2013年5月25日土曜日

ロダン美術館のエリック・サマク

エリック・サマク Erik Samakh さんはとても気さくなアーティスト。水曜の晩、ロダン美術館の庭のインスタレーションのオープニングに行ったら、いつものとおり帽子をかぶりクロコダイル・ダンディーみたいな格好をして、シャンパンの瓶を手に来た人に自分で注いで回っていた。彼とは6年前のイベントで一緒になったことがあるのだが 、私の顔を見て「よく来たなー」と笑顔で迎えてくれ、「これはアンタにぴったりだ」と黄緑の表紙の今回の展覧会の小カタログを黄緑のユニクロダウン*を着ていた私にプレゼントしてくれた。
パリ郊外に生まれた彼だが、90年代にアルプスの山奥深くに居を構え(最近ピレネーに引っ越したらしい)、話しといえば魚釣りの物語とかをトクトクと、、、この彼、実はポンピドー、カルチエ財団からベニス・ビエンナーレまで一流どころ総なめの超有名フランス人アーティストなのだ。

「自然児エリック」、だから多いに作品も褒めたいところなのだが、今日の原稿は書くのが難しい。大げさにアピールするものではなく環境と溶け込む、私の好きなタイプなはずなのに、正直に言って私にはピンと来ないのだ。

ホタルたちの石
どんな作品かというと、山や森で採取した自然界の音(風の音、動物の鳴き声等々)を、木の筒や石から聴こえるようにしたインスタレーション。音源ユニットは太陽電池搭載で軽量自立、それが公園の木や建物の中に吊り下げられたりする。何となく想像できるでしょ?(Erik Samakhドキュメントページで色々映像が見られます)。

近年は音だけでなく「ホタル」シリーズとしてLEDを光らせていて、今回のロダン美術館は「ホタルたちの石」と女性(実は美術館員)のつぶやきが木立から聴こえてくる「イチイの声」の二本立て。 日本の某「ホタルの里」の温泉で LEDホタルが光っていたが、エリックさんの虫の音や光はもっとソフィスティケートした「対話型」で人が近づくと鳴き止んだり、、、勿論音の編集も凝っているが、、、。加えて今回使った大きな花崗岩はポルトガルまで探しに行って、、、というのは話としては面白いが、煙に巻かれたような、、、。
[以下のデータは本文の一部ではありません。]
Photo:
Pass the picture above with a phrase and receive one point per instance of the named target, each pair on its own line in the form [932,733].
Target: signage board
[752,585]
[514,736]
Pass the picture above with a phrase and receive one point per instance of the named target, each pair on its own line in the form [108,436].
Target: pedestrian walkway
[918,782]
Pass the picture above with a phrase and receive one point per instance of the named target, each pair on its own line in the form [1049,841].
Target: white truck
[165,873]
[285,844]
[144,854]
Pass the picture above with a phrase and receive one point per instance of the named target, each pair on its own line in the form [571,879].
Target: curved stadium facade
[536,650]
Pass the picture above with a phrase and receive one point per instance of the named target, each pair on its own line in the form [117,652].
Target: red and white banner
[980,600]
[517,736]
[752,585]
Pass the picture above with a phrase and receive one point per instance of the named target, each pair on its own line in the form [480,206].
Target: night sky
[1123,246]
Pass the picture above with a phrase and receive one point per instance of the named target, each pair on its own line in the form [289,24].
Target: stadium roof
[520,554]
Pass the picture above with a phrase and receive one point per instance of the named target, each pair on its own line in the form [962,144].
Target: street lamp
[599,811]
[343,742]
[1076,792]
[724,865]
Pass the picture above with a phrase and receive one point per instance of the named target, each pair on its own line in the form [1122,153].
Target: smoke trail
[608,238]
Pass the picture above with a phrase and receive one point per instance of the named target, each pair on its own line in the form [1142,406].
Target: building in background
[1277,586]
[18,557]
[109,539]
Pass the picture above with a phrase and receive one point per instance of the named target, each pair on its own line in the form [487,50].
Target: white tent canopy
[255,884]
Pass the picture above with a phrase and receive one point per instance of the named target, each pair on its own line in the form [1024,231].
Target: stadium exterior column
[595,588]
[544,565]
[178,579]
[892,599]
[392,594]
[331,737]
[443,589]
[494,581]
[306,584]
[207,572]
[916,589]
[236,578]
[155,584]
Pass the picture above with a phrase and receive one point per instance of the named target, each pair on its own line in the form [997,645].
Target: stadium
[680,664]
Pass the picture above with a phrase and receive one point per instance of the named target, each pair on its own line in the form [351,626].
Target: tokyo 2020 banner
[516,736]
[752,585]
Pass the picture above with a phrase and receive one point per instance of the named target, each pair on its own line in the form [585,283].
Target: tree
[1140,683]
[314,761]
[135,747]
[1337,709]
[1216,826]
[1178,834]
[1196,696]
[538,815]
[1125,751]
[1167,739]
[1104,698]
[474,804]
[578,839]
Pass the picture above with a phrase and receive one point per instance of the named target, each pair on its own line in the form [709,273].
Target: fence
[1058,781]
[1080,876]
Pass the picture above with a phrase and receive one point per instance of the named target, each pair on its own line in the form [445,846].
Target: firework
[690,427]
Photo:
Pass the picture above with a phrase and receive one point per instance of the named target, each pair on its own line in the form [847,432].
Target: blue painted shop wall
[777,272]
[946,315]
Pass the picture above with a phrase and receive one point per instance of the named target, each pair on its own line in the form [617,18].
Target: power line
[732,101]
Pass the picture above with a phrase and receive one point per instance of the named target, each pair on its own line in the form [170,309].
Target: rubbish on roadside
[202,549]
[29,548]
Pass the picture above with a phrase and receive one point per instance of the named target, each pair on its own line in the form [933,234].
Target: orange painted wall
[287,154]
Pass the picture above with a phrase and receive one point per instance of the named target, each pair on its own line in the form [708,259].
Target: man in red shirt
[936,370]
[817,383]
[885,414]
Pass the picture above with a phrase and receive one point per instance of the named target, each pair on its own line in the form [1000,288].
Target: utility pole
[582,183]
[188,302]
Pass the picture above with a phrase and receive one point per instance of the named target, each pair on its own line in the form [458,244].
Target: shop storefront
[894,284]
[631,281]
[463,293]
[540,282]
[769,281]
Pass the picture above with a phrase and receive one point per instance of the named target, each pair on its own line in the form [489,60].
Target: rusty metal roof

彼の人間性、生き方は好きだが、なんでそんなに作品がすごいのか(評価が高いのか)私にはわからない。だから評論家のコメントを以下引用すると:

「エリック・サマクは自然環境と、ハイテク装置という自然には無縁な要素との相互作用を探求し、自然の価値を高め、聴衆の知覚を変容させる。彼は密やかな技術システムと植物動物界の自然現象を組み合わせ、純粋に芸術的なアプローチにおいてばかりか音響エコロジーの視点からも、聴衆が自然に注意深くなり、自然を聴き、自然と対話するようになることへ誘う」
録音がなくても私には呟きが聴こえてしまうのだが
(作品のある木ではありません)

どうです、納得できましたでしょうか? ガッテン、ガッテン!?

9月29日までしていますのでご自身でお確かめあれ。(ロダン美術館はこじんまりして庭もきれいだし、私推薦の美術館です。館内は通常通りの展示、ゴッホの有名な絵もあるんですよ)

今日の文章はつらかったな〜(時間も異常にかかった、、、)

*注:パリは寒くて、昨日の朝の3.4° は1887年のパリ観測所始まって以来:同日(5/24)比での最低気温の記録を破りました!